Posted on August 1, 2013
The hectic pace of life in western Germany is not to be seen here in Schwerin, which was under the Soviet thumb for two generations. For a number of years I have wanted to visit Schwerin because it was reputed to be one of the jewels of the Hanseatic League, along with Lübeck, Hamburg, Ghent and several other cities.
It was not touched by Allied bombing raids and was spared from Soviet reconstruction as well. I expected to see a splendid small city filled with beautiful red brick Gothic buildings in a lakeside setting. We got the lakes alright, but hardly a brick building was to be seen except for a few churches. Instead, we found a wonderfully preserved and vibrant ducal town of white stucco work, mostly from 200-300 years ago. And lots of half timbered houses as well. The whole scene is so different and easy on the eyes we would like to stay much longer than two nights.
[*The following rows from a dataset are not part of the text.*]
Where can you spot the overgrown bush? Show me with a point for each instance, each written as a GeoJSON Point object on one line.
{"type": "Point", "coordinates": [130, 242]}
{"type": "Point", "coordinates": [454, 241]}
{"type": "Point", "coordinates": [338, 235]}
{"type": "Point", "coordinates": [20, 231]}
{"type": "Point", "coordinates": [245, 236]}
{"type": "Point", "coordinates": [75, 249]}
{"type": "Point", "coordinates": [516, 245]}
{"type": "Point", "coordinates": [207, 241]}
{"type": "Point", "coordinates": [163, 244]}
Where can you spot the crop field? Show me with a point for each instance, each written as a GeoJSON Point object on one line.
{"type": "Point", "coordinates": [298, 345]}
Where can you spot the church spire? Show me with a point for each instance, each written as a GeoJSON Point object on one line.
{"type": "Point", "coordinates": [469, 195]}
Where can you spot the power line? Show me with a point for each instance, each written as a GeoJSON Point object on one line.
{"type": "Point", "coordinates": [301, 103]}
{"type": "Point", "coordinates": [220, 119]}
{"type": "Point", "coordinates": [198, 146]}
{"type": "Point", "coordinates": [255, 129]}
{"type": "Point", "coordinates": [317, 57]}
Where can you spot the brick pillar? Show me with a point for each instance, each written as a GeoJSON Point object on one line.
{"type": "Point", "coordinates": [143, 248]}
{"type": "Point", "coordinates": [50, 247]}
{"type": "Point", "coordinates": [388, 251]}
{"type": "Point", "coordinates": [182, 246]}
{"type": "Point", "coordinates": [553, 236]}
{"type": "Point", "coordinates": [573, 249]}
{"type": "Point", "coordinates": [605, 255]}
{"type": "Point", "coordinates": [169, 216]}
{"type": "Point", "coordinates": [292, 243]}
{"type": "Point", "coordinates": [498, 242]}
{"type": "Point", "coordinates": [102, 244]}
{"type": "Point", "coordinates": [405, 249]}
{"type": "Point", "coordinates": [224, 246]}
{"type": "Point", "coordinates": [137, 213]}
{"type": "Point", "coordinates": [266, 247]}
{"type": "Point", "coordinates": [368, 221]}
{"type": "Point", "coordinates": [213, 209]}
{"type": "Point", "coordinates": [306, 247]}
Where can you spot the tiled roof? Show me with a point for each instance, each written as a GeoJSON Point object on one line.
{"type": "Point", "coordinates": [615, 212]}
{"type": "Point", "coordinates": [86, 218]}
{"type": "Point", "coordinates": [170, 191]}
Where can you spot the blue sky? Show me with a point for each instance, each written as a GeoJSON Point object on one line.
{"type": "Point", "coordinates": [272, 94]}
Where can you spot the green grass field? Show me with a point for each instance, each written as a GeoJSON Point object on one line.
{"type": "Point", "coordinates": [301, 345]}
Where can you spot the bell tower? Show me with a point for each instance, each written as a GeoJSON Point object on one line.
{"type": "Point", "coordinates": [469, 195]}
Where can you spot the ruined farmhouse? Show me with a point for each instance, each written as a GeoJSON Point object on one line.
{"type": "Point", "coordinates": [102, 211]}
Nonetheless, weather has cooperated and we have spent almost all our time wandering the narrow lanes, and along the water’s edge.
Our pension is located in the heart of the old town and is almost being crushed by a seriously leaning half-timbered neighbor.
Our tall ceilinged rooms are generous and include a full kitchen. Here’s a look around.
The castle is particularly notable, especially at night, set as it is all but on an island in a lake, the city to one side. We walked down to it after a late dinner.
Next morning we wander around town, aimlessly.
We finally had to think of leaving this lovely town. We pulled our luggage along the cobbled streets and by the lakeside, had our last lunch at a Balkan cafe and left on the 2 o’clock train for Berlin and our last days of vacation.